# Babies / Hawkhurst Castle - Aug 2012



## UE-OMJ (Aug 16, 2012)

In 1886, the largest Barnardo's home for orphans under six years old (although see no 5 below) was built in Hawkhurst, caring for hundreds of babies. It was known as Babies' Castle, and followed nine inspiring principles, known as "The Nine Nos":

1.No destitute child refused
2.No Race Barrier
3.No Creed Clause
4.No Physical Disability
5.No Age Limit
6.No Money Promise
7.No Voting
8.No Waiting
9.No Red Tape


By 1965 the number of children in care at the Babies Castle had so reduced it was decided to finally close the orphanage. It was re-named 'Hawkhurst Castle' and became a private old people's nursing home, but in 2005 it was sold again for £1.7 million and planning permission was granted to turn it into flats, but this never happened.

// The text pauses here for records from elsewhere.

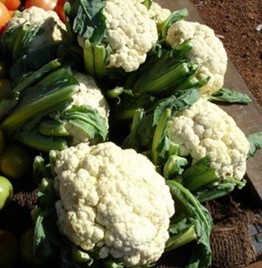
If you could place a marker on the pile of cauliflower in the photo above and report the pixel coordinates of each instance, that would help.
(113, 201)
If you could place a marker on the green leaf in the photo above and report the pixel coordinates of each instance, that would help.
(87, 121)
(231, 96)
(199, 216)
(180, 101)
(255, 143)
(199, 175)
(173, 17)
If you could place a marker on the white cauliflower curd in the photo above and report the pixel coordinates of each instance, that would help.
(131, 33)
(206, 130)
(208, 51)
(113, 200)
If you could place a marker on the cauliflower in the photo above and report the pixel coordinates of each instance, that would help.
(44, 27)
(129, 33)
(208, 51)
(206, 130)
(87, 95)
(113, 200)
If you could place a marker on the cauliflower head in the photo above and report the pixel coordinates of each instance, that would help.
(206, 130)
(88, 94)
(52, 29)
(159, 13)
(208, 51)
(114, 200)
(131, 33)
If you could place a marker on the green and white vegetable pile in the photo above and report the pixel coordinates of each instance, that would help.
(119, 106)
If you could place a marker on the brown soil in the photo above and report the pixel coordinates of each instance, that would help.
(237, 23)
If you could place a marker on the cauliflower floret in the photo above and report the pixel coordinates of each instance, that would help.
(53, 30)
(158, 13)
(206, 130)
(208, 51)
(131, 33)
(88, 94)
(115, 200)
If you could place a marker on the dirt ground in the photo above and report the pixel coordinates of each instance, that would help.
(239, 24)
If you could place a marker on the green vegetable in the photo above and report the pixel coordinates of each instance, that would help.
(255, 141)
(195, 225)
(231, 96)
(164, 72)
(6, 191)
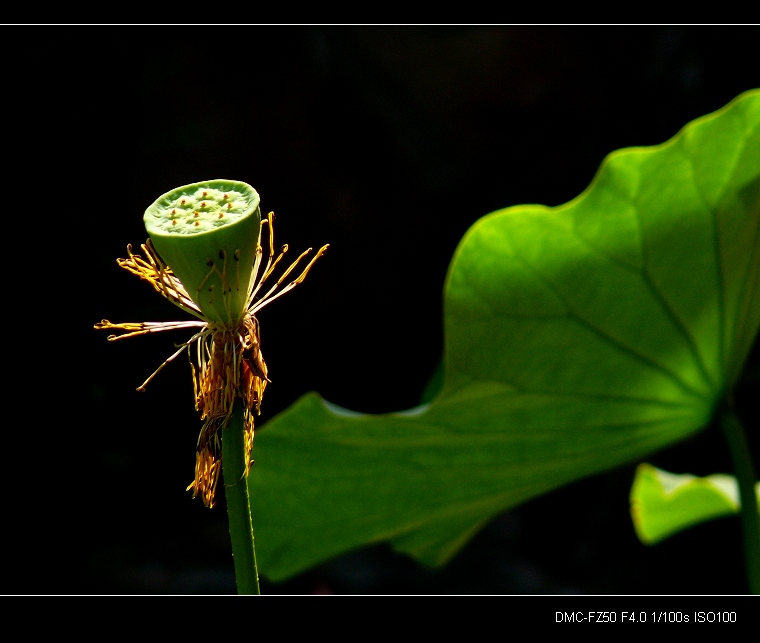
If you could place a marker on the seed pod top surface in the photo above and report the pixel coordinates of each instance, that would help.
(207, 233)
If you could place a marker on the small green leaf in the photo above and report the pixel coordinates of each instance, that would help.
(577, 338)
(662, 503)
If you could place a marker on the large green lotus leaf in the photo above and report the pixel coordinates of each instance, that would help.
(577, 338)
(663, 503)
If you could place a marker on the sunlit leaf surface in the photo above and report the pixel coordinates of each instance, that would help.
(577, 338)
(663, 503)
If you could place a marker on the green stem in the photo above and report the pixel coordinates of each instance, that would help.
(234, 469)
(745, 474)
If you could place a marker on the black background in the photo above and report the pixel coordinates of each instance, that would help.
(387, 143)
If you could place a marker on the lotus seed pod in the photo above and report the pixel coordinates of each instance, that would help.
(207, 234)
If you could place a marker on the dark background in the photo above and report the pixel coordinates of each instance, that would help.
(386, 142)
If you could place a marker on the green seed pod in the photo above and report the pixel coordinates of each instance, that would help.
(207, 234)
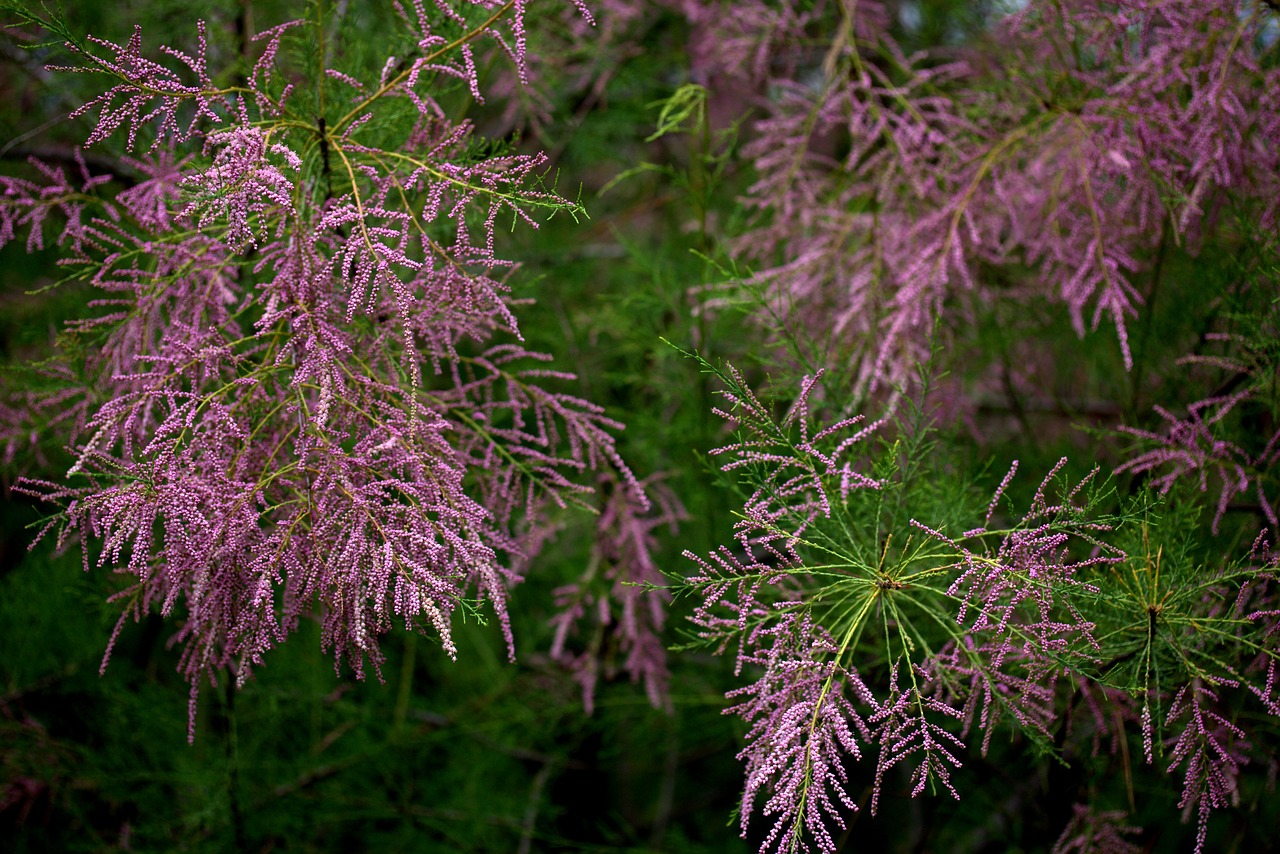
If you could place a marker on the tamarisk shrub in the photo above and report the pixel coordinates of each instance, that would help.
(301, 389)
(883, 612)
(1073, 140)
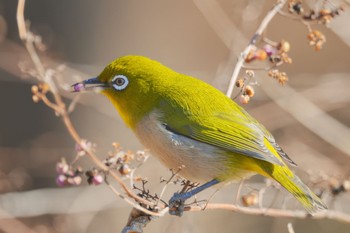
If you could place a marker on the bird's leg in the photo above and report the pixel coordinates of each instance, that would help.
(177, 201)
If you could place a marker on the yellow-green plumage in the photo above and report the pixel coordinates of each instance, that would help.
(185, 121)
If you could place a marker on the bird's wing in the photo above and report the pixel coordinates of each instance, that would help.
(235, 131)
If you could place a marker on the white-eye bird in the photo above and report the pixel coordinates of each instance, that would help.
(184, 121)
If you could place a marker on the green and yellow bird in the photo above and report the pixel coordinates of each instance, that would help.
(186, 122)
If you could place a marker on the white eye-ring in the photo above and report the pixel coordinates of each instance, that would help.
(120, 82)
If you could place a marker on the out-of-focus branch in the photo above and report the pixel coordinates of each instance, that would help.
(280, 213)
(242, 57)
(311, 116)
(60, 107)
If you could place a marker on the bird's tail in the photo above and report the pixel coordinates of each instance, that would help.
(300, 191)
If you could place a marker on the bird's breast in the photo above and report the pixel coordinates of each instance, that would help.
(202, 162)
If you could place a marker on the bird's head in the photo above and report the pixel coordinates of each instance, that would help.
(133, 83)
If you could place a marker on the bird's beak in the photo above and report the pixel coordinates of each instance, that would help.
(92, 84)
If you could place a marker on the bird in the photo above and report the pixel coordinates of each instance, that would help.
(188, 123)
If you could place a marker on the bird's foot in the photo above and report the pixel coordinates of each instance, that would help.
(177, 204)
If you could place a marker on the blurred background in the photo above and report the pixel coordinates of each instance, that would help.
(310, 117)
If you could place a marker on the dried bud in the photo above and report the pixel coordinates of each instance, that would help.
(97, 179)
(260, 55)
(124, 169)
(76, 180)
(316, 39)
(249, 90)
(62, 167)
(346, 185)
(250, 199)
(244, 99)
(283, 46)
(250, 73)
(61, 180)
(239, 83)
(35, 98)
(270, 50)
(44, 87)
(281, 77)
(295, 6)
(35, 89)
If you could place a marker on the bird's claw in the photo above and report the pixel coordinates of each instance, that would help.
(177, 204)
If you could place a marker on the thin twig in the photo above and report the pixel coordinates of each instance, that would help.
(269, 16)
(59, 105)
(330, 214)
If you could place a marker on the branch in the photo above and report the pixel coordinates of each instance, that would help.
(265, 22)
(329, 214)
(27, 38)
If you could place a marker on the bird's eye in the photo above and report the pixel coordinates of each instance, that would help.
(120, 82)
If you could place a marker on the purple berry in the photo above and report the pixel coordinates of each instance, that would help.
(270, 50)
(78, 87)
(61, 180)
(97, 180)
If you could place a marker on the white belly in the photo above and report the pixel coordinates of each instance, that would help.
(202, 162)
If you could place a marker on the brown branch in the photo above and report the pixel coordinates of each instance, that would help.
(265, 22)
(59, 105)
(333, 215)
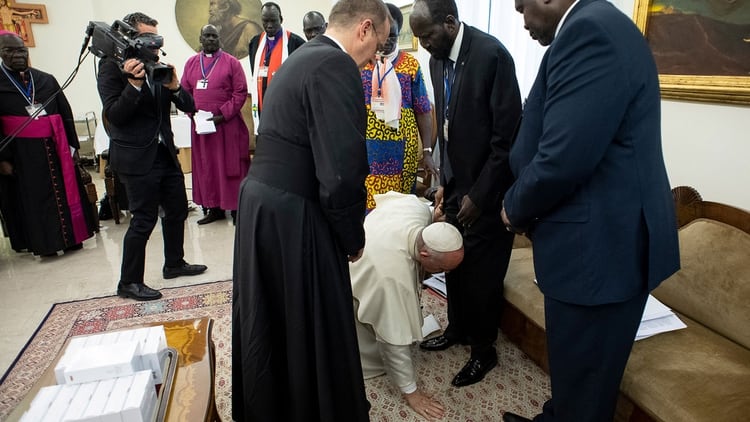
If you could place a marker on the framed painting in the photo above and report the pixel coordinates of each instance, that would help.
(701, 47)
(406, 39)
(18, 17)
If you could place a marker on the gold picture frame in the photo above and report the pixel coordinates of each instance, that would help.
(701, 85)
(406, 39)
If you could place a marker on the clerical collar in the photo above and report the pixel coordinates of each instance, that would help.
(277, 34)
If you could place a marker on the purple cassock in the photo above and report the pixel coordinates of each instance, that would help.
(220, 160)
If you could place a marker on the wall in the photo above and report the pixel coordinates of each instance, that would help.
(706, 145)
(58, 43)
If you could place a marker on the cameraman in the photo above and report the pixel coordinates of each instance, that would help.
(142, 152)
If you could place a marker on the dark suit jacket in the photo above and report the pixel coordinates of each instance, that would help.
(484, 108)
(294, 42)
(134, 119)
(591, 186)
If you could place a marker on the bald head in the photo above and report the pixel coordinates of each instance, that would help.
(15, 55)
(313, 24)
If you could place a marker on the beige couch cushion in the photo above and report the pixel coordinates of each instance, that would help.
(688, 375)
(519, 287)
(713, 286)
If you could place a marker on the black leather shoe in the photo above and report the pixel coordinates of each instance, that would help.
(512, 417)
(214, 214)
(434, 344)
(474, 370)
(184, 269)
(137, 291)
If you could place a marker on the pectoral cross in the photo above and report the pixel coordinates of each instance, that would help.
(18, 17)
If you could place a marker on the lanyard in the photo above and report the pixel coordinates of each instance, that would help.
(270, 45)
(27, 92)
(449, 75)
(207, 72)
(382, 78)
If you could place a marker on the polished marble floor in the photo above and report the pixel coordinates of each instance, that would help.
(30, 285)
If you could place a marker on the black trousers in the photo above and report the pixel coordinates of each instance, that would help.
(588, 348)
(475, 287)
(163, 186)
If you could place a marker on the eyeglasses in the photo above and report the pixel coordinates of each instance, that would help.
(15, 50)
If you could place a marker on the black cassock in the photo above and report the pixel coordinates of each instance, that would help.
(301, 208)
(34, 201)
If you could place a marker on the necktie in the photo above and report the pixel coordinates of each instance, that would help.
(448, 77)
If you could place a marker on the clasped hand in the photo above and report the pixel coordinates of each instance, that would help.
(469, 212)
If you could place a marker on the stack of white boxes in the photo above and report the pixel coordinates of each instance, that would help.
(108, 377)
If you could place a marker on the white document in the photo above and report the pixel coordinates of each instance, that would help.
(657, 318)
(204, 126)
(437, 283)
(429, 325)
(655, 309)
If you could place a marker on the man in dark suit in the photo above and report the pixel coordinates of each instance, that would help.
(592, 194)
(477, 105)
(142, 152)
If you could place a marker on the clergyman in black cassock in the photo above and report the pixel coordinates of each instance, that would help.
(301, 209)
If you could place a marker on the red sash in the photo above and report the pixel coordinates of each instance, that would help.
(273, 65)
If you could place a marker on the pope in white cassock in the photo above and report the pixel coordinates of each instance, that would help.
(400, 245)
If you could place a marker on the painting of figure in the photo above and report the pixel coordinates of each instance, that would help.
(700, 37)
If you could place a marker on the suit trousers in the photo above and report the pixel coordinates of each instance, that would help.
(163, 185)
(588, 348)
(475, 287)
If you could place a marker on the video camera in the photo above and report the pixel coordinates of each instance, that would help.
(121, 42)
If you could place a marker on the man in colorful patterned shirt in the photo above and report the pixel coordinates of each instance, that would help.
(398, 115)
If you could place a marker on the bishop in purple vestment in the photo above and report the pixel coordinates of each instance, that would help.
(220, 159)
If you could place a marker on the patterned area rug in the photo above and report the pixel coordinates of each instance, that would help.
(517, 384)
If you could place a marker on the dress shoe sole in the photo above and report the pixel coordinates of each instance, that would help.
(183, 273)
(208, 220)
(127, 295)
(476, 379)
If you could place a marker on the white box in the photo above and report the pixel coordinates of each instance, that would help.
(141, 401)
(60, 405)
(74, 345)
(80, 402)
(152, 353)
(95, 410)
(109, 337)
(104, 361)
(41, 403)
(113, 408)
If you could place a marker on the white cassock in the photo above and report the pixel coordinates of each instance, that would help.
(386, 288)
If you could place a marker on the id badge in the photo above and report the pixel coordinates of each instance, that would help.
(32, 108)
(377, 105)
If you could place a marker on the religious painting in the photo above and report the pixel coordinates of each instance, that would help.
(18, 17)
(238, 21)
(406, 39)
(701, 47)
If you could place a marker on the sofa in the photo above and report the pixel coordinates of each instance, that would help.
(700, 373)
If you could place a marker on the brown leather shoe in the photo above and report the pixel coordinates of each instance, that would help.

Incredibly during our visit there was evidence of both the babies era and the old peoples home (although I suspect some of these items may have been brought in for effect recently).



These two images are from http://canadianbritishhomechildren.weebly.com/babies-castle---barnardos.html which is really worth a look, there are many more similar old photos here with some great history too.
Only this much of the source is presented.